Just as a side note, the rnd example, in particular, may be written more simply, and without illustrating pattern matching, as shown below.
val rnd1, rnd2, rnd3 = scala.util.Random.nextInt(100)
Daniel's answer nicely sums up the correct way to do this, as well as why it works. Since he already covered that angle, I'll attempt to answer your broader question (regarding language design)...
Wherever possible, Scala strives to avoid adding language features in favor of handling things through existing mechanisms. For example, Scala doesn't include a break statement. However, it's almost trivial to roll one of your own as a library:
case object BreakException extends RuntimeException
def break = throw BreakException
def breakable(body: =>Unit) = try {
body
} catch {
case BreakException => ()
}
This can be used in the following way:
breakable {
while (true) {
if (atTheEnd) {
break
}
// do something normally
}
}
(note: this is included in the standard library for Scala 2.8)

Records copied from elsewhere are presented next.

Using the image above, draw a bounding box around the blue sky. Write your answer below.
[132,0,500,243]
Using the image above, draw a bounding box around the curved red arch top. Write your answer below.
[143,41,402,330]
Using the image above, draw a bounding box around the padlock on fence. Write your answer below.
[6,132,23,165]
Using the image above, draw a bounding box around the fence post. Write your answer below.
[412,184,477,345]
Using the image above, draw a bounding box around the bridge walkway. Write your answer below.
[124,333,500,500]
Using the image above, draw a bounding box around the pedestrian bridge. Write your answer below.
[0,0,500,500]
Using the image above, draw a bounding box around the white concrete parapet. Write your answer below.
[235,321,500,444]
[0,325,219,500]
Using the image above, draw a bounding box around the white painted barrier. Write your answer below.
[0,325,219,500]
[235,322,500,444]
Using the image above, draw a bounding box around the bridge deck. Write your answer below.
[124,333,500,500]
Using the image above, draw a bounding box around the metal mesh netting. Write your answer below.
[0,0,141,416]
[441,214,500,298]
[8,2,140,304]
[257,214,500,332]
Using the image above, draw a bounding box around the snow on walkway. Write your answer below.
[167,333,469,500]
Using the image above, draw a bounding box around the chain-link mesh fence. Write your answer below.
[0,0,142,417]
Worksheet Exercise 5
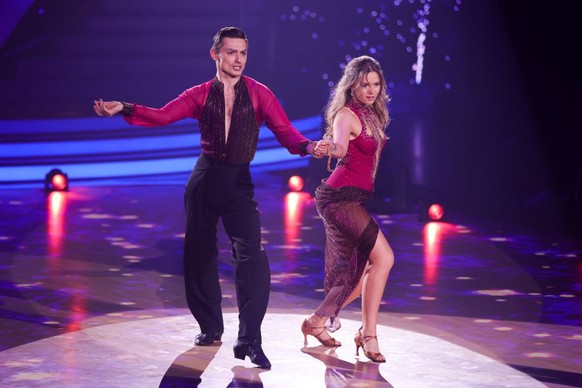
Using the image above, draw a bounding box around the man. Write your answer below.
[94,27,327,369]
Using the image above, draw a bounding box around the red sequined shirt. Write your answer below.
[125,76,309,164]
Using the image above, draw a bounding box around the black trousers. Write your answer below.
[184,155,271,344]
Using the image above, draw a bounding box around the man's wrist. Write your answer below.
[119,101,133,116]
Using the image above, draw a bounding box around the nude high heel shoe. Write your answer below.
[354,330,386,362]
[301,319,342,347]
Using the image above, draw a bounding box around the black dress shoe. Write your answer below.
[194,333,222,346]
[232,340,271,369]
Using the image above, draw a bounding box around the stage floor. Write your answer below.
[0,173,582,388]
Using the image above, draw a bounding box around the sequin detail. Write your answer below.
[200,78,259,164]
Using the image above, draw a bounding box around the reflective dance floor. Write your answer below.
[0,172,582,388]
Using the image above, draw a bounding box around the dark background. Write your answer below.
[0,0,582,236]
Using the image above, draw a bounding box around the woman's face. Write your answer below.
[352,71,382,105]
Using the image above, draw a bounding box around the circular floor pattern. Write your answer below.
[0,313,544,388]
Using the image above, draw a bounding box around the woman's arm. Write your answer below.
[328,108,362,158]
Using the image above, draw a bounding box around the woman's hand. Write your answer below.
[313,140,333,159]
[93,99,123,117]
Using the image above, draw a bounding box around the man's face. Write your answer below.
[210,38,248,78]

Multiple assignment syntaxes such as are allowed by languages like Ruby (e.g. x = 1, y = 2, z = 3) fall into the category of "redundant syntax". When Scala already has a feature which enables a particular pattern, it avoids adding a new feature just to handle a special case of that pattern. In this case, Scala already has pattern matching (a general feature) which can be used to handle multiple assignment (by using the tuple trick outlined in other answers). There is no need for it to handle that particular special case in a separate way.

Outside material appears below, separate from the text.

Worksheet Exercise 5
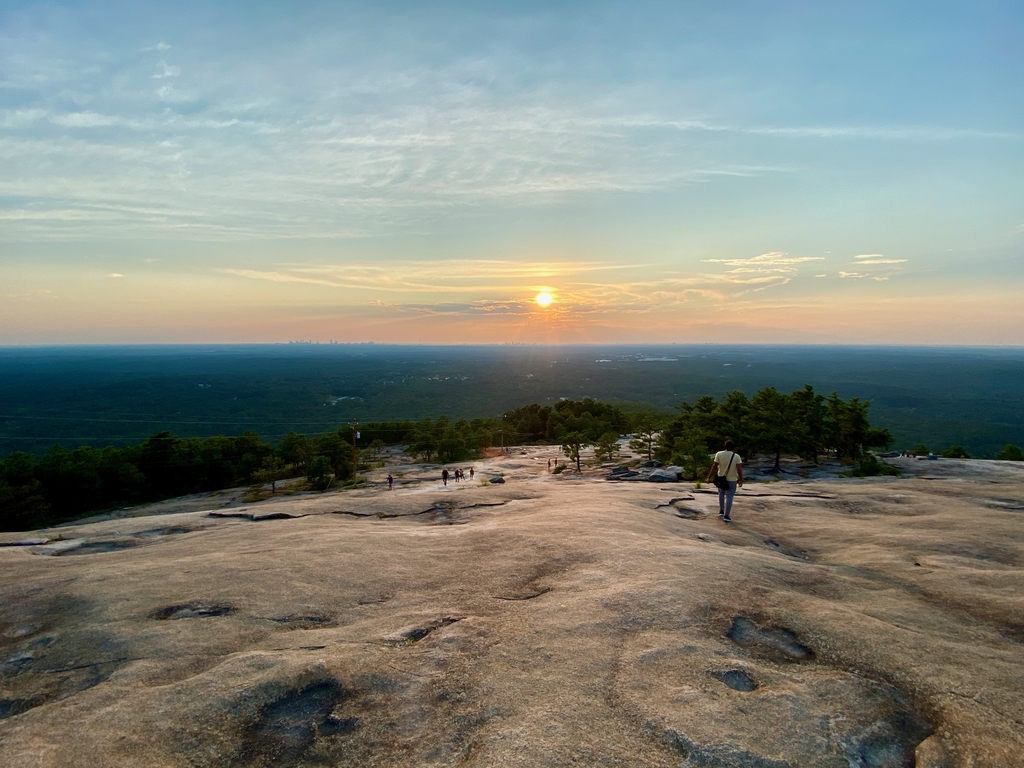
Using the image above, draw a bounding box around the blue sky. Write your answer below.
[0,2,1024,344]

On a slightly different aside, it's worth noting that C's (and thus, Java's) multiple assignment syntax is also a special case of another, more general feature. Consider:
int x = y = z = 1;
This exploits the fact that assignment returns the value assigned in C-derivative languages (as well as the fact that assignment is right-associative). This is not the case in Scala. In Scala, assignment returns Unit. While this does have some annoying drawbacks, it is more theoretically valid as it emphasizes the side-effecting nature of assignment directly in its type.
I'll add one quirk here, because it hit myself and might help others.
When using pattern matching, s.a. in declaring multiple variables, don't use Capital names for the variables. They are treated as names of classes in pattern matching, and it applies here as well.
val (A,B)= (10,20) // won't work
println(A)
Error message does not really tell what's going on:
src/xxx.scala:6: error: not found: value A
val (A,B)= (10,20)
^
src/xxx.scala:6: error: not found: value B
val (A,B)= (10,20)
^
src/xxx.scala:7: error: not found: value A
println(A)
^
I thought `-ticking would solve the issue but for some reason does not seem to (not sure, why not):
val (`A`,`B`)= (10,20)
println(A)
Still the same errors even with that.
Please comment if you know how to use tuple-initialization pattern with capital variable names.
If all your variables are of the same type and take same initial value, you could do this.
val a, b, c: Int = 0;
It seems to work if you declare them in a tuple
scala> val (y, z, e) = (1, 2, 45)
y: Int = 1
z: Int = 2
e: Int = 45
scala> e
res1: Int = 45
Although I would probably go for individual statements. To me this looks clearer:
val y = 1
val z = 2
val e = 45
especially if the variables are meaningfully named.